Keely time and again uses the term enharmonic. From what I have read in comments about Keely's work it is clear the term is poorly understood. Most commentators appear to understand the term to mean disharmonic. It means quite the opposite.
The term enharmonic comes from the Greek and means "of one harmony". An enharmonic major third are two notes that have the precise relationship of 5/4 in any key. We are talking of pure natural harmonics of course, not some scale contrived to make playing a tune easier.
In the equal temered scale commonly used today the notes C-sharp and D-flat are the same, both being represented by the black key between C and D. This is achieved by elevating the flat and diminishing the sharp. For most purposes this is an adequate arrangement.
In reality C-sharp and D-flat are not the same note. They are separated by the famous Pythagorean comma or 23 cents (100 cents equals one semitone).
By putting two black keys between C and D and any other two notes that are separated by a full tone we can now play pure enharmonic thirds in any key on the diatonic scale.
For that purpose keyboards were built for organs and other keyboard instruments that used this arrangement.
I have ever only seen two organs who had two black keys for every black key in the conventional layout. Unfortunately I could not obtain permission to play either instrument so I have to rely on musical literature as to the audible difference in playing a major third.
When the music is written in, say the key of B-flat or F-sharp, a further subdivision becomes necessary in order to preserve the correct relationship between notes. The interval C - D is then subdivided into
C - D-double flat - D-flat - C-sharp - C-double sharp - D
Also the notes separated by a semitone, such as B and C, require two subdivisions:
B - C-double flat - B-double sharp - C.
In other words four black keys for notes separated by a full tone and two black keys for notes separated by a semitone, all separated by a Pythagorean comma.
Such a keyboard is capable of playing pure major thirds in all chromatic keys. Instruments with 31 notes to the octave, like this, have actually been built.

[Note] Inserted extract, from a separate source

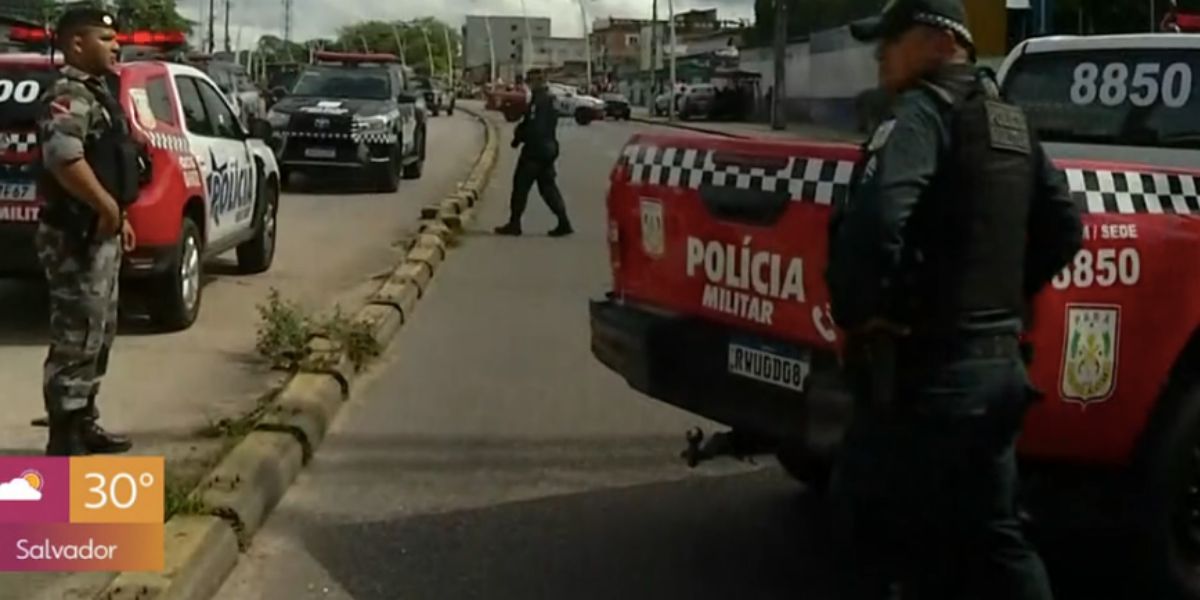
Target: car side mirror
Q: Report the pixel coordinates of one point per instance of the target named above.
(259, 129)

So, what would happen if we decided to play in the key of B-double flat?
I am afraid further subdivisions are required, but this would bring us into the realm of microtonal music, a subject that far exceeds the scope of this paper. For those that are interested, there is excellent literature available on the net and in libraries.

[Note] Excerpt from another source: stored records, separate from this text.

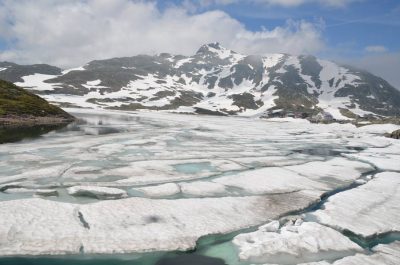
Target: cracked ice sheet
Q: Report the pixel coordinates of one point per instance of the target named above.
(370, 209)
(294, 244)
(382, 255)
(331, 174)
(161, 171)
(386, 158)
(132, 225)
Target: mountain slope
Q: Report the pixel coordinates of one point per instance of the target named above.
(20, 106)
(220, 81)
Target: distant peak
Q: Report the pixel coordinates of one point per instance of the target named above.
(211, 47)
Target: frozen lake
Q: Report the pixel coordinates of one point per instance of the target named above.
(159, 188)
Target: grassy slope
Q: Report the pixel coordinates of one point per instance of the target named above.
(15, 101)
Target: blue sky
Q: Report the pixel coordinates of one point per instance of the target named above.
(68, 33)
(347, 30)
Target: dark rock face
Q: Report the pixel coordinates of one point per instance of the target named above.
(220, 81)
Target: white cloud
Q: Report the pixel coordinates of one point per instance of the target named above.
(385, 65)
(375, 48)
(71, 32)
(283, 3)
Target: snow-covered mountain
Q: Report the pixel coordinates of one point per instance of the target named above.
(216, 81)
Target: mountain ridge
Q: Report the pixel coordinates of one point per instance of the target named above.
(219, 81)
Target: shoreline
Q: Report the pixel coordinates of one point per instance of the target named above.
(11, 121)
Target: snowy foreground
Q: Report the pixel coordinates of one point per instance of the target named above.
(286, 191)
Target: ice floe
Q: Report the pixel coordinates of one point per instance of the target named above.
(38, 226)
(97, 192)
(294, 244)
(368, 210)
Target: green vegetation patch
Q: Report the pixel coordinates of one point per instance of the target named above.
(17, 101)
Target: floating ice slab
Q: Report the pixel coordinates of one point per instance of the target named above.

So, what is Keely talking about when he talks about "antagonistic enharmonic thirds"?
At this stage I cannot definitively say what "antagonistic" refers to, my best guess is that the chord is antagonistic to certain discordant molecular aggregations within a given chord mass and is capable of aligning these elements for his purposes. Keely leads us to assume this, some further research is evidently needed here.

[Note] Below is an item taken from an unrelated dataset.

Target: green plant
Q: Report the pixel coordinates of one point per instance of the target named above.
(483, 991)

The knowledge of enharmonic scales is really only important to gain an understanding of what Keely is talking about, for he speaks in those terms. When dealing with precise harmonic relationships in terms of frequency we do not need to know all the ins and outs of enharmonic and microtonal scales. I have only included this here to enable the reader to understand that, difficult though it might be to understand Keely's terminology, the man was talking perfect sense and not the pseudo-scientific gibberish that he was so often accused of.